Until last week, authorities considered Gill's disappearance in Cape Girardeau a missing child case.
Rebecca Wu of the FBI office in St. Louis said Thursday that the agency officially reclassified the case on Friday, but would not say if there was any new evidence.
Relatives and friends have refused to let the case die, hosting vigils, balloon launches and other events in Beth's honor. About 100 people gathered Saturday to mark Beth's 48th birthday.
Her sister, Martha Gill Hamilton, 60, said she remains hopeful Beth is still alive.
"I think somebody picked her up, someone who wanted a child, or (who) picked her up and sold her," Hamilton said. "I don't think she wandered off."
Beth, the youngest of 10 siblings, disappeared on June 13, 1965. Police and more than 200 volunteers searched for her for days.
Some wondered if she fell into the Mississippi River near the family home. Hamilton said that was unlikely because the toddler would have had to cross streets, railroad tracks and make her way down a bluff.
It was a close-knit neighborhood, Hamilton said. Anyone seeing Beth wandering alone would certainly have taken her home.
Roger Graham of St. Louis, a family friend who has been part of the fight to keep the case open, said four Gypsies were in the city at the time of the disappearance, staying at a motel directly behind the Gill home and selling purses in the neighborhood. Some suspected they may have abducted the girl.
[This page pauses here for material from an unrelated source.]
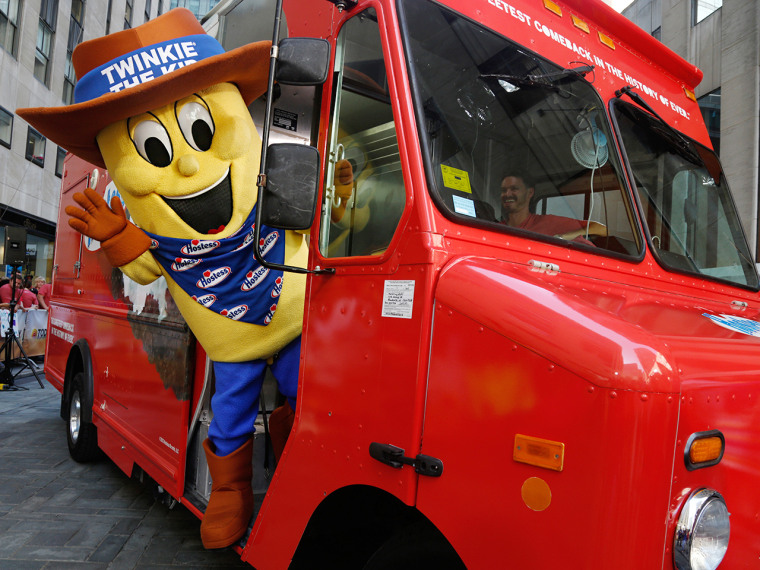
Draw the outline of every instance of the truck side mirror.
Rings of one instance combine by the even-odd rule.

Graham said he was able to find the name of a Gypsy woman who was part of the group, and authorities have tracked her down for an interview. Wu declined comment.
"I believe absolutely she's alive," Graham said. "I believe this is much bigger than Beth Gill. There are other missing kids about that same time frame. I think human trafficking was much bigger back then than people suspect."
Hamilton said her parents always suspected Beth was kidnapped. Her father, who died in 1970, wrote letters to President Lyndon Johnson in the years after her disappearance, urging him to direct the FBI to investigate it as a kidnapping. FBI director J. Edgar Hoover wrote back, essentially saying the bureau's investigative options were limited unless there was proof of a kidnapping, such as an eyewitness.
But Wu said today's FBI takes a far different approach.
"The policy and guidelines for missing children have changed," she said. "Whenever a young child goes missing, it is presumed the child has been abducted until we investigate and it is proven otherwise. That's because if a young child really is abducted, time is critical."
The loss of Beth haunted the family, Hamilton said.
"It was devastating," she said. "You see your siblings cry, you can deal with that as a child, but to see your parents heartbroken is just devastating."
Now, Hamilton said, there is at least hope for resolution.
"Our expectations are that we're going to have answers, and whatever those answers are, we're going to accept," Hamilton said.